Part 1 · Python for Data Science
| # | Module | Topic |
|---|---|---|
| 01 | Python Basics | variables, types, strings, format strings, debugging |
| 02 | Data Structures | lists, tuples, dicts, sets, comprehensions |
| 03 | Programming Fundamentals | conditionals, loops, functions, exceptions, OOP |
| 04 | Working with Data | files, CSV/JSON, NumPy arrays, Pandas DataFrames |
| 05 | APIs & Web Scraping | requests, BeautifulSoup, pd.read_html, yfinance |
Part 2 · Data Visualization
| # | Module | Topic |
|---|---|---|
| 06 | Intro to Visualization | Matplotlib OO API, line plots, styling |
| 07 | Basic Charts | bar, hist, pie, box, scatter, bubble, area |
| 08 | Specialized Viz | waffle, word cloud, regression plot, Folium |
| 09 | Advanced Viz | subplots, time-series patterns, animation, Plotly |
| 10 | Dashboards & Storytelling | composing charts to answer one question |
Part 3 · Data Analysis & ML Foundations
| # | Module | Topic |
|---|---|---|
| 11 | Importing Data | CSV, Excel, JSON, SQL, web; the 5-line inspection ritual |
| 12 | Data Wrangling | missing values, scaling, binning, encoding, outliers |
| 13 | Exploratory Data Analysis | distributions, correlations, group-bys, pivot tables |
| 14 | Model Development | linear / multiple / polynomial regression with Pipelines |
| 15 | Model Evaluation | MSE/RMSE/MAE/R², CV, Ridge & Lasso, GridSearch |
| 16 | Capstone | California Housing end-to-end with Random Forest |
Part 4 · Machine Learning & AI (deeper dive)

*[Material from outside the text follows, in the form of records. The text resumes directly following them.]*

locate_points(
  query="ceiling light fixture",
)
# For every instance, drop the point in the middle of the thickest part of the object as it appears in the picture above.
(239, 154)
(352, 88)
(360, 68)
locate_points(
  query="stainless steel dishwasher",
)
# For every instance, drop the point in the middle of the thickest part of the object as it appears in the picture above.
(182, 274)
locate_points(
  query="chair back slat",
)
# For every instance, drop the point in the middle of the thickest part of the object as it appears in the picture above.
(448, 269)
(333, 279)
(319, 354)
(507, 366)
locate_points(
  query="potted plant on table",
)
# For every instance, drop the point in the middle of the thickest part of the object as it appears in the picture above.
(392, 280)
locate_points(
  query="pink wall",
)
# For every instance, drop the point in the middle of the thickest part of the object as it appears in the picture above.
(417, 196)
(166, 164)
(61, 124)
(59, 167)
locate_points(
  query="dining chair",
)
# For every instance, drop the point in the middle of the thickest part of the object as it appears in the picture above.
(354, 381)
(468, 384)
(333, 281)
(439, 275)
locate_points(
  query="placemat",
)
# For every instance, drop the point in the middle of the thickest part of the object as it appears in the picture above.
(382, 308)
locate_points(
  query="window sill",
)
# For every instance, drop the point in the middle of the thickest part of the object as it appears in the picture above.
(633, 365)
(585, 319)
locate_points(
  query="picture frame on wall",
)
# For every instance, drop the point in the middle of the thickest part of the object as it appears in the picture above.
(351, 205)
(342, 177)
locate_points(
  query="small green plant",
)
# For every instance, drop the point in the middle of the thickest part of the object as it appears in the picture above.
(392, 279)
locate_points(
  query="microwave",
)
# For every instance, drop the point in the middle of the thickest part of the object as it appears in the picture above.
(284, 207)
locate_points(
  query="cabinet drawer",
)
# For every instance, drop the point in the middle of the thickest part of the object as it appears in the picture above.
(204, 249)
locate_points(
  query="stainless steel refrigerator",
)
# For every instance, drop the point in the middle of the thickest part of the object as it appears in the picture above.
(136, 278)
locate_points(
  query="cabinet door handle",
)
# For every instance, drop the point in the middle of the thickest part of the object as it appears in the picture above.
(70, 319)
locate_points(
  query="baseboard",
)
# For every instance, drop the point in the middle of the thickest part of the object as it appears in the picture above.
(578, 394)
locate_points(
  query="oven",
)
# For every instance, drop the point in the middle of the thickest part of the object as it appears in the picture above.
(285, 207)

PyTorch fundamentals; the six core archetypes (Linear, Logistic, K-Means, MLP, CNN, Transformer LM); self-attention from scratch; multi-head + causal attention; diffusion models on a 2D toy; time-series with ARIMA, Prophet, and LSTM.
Part 5 · AI-Research Foundations
Math foundations integrated with code, a deep PyTorch primer, a guided dissection of DeepSeek-V3’s actual inference code (RMSNorm, RoPE, Multi-Latent Attention, Mixture-of-Experts), and worked fine-tuning examples — full fine-tuning, LoRA, QLoRA, and SFT with TRL.
Part 6 · Practitioner Skills
The day-to-day skills most courses skip — SQL · tree-based models with SHAP · A/B testing · MLOps with FastAPI/Docker/MLflow · RAG with vector search · prompt engineering and LLM eval.
Try it
The fastest path in is:
- Open Module 1 in Colab
- Click File → Save a copy in Drive
- Run cells with
Shift+Enter
If you only want the retrieval part of the AI track without training a model, jump to Modules 30–31 — the RAG and prompt-engineering notebooks stand on their own.